If the question however had been’ “Should the NSW Government keep going on its infrastructure program or should NSW remain the centre of national economic activity and job creation”, there is every chance that many of that 66 percent would also say yes.
The major infrastructure projects require highly skilled workers such as engineers and project managers and without the welcome mat for skilled labour there are many options in other places. Sydney is now in hot competition for such skills with Brisbane and Melbourne which like Sydney has put metro rail projects on their infrastructure “to do” list. In fact in the long term it is the drive for skilled labour to take up the slack as the baby boomer generation retires that will be critical to our capacity to remain an economic power-house.
The message from the Greater Sydney Commission has never been just about housing growth, it always puts growth in the context of jobs as well. That is because the demographic shift requires an ongoing focus on attracting labour.
It is an inarguable fact that growth brings jobs, whether it is in construction which is the demonstrable impact or in the flow on effect to jobs including teachers and nurses or chefs and baristas for example.
Without a growth strategy attracting talent will be hard. Sydney already has a shortage of chefs that runs into the hundreds.
Achieving the vision which we all have of a liveable, sustainable city requires a remix of housing types and the creation of stronger job centres away from the traditional centre. Higher density does not have to mean a reduction in liveability if the location of higher density precincts is tied to transport hubs and we all accept that the old car-dependency approach is not sustainable.
It is disappointing that some elected officials see everything through the lens of their own survival rather than having the courage to give leadership to their local communities on why change is occurring.
Sydney is a global city and we must remain a magnet for global talent we cannot do that if we pull up the draw-bridge and invite people to go elsewhere. We cannot remain a strong city of enterprise without a capacity to attract skilled workers and that requires addressing those barriers that give people a reason to go somewhere else including housing affordability.

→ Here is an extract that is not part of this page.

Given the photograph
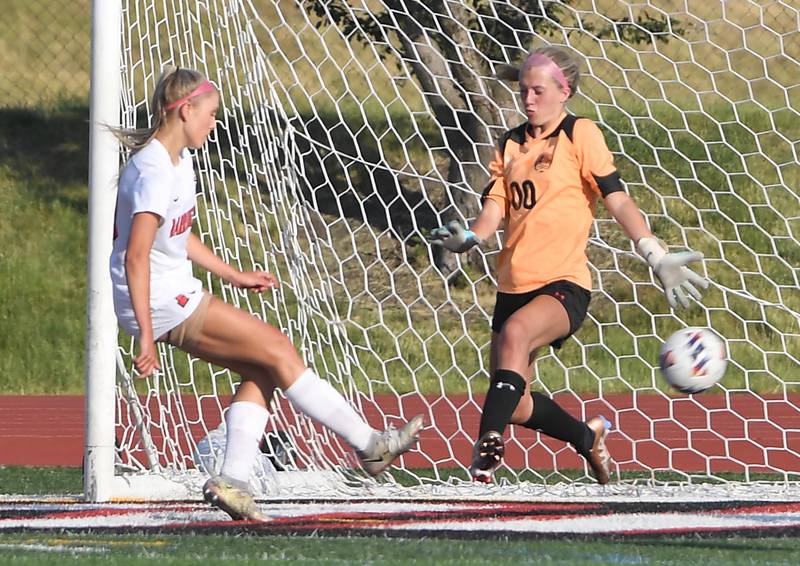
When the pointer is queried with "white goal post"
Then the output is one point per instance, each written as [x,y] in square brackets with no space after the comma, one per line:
[348,129]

More development and a remix of housing types are all elements in the decisions people make in deciding whether it is Sydney or somewhere else. It would be tragic if ‘Sydney is full’ became the mantra that guided our future. At the same time the mantra cannot be one of ‘any development”. Rather the best chance for Sydney is collaboration of business, government including local government, and the community working with the Greater Sydney Commission to ensure we shape a liveable and sustainable Sydney that is capable of being competitive on the world-stage. We owe that to the next generation.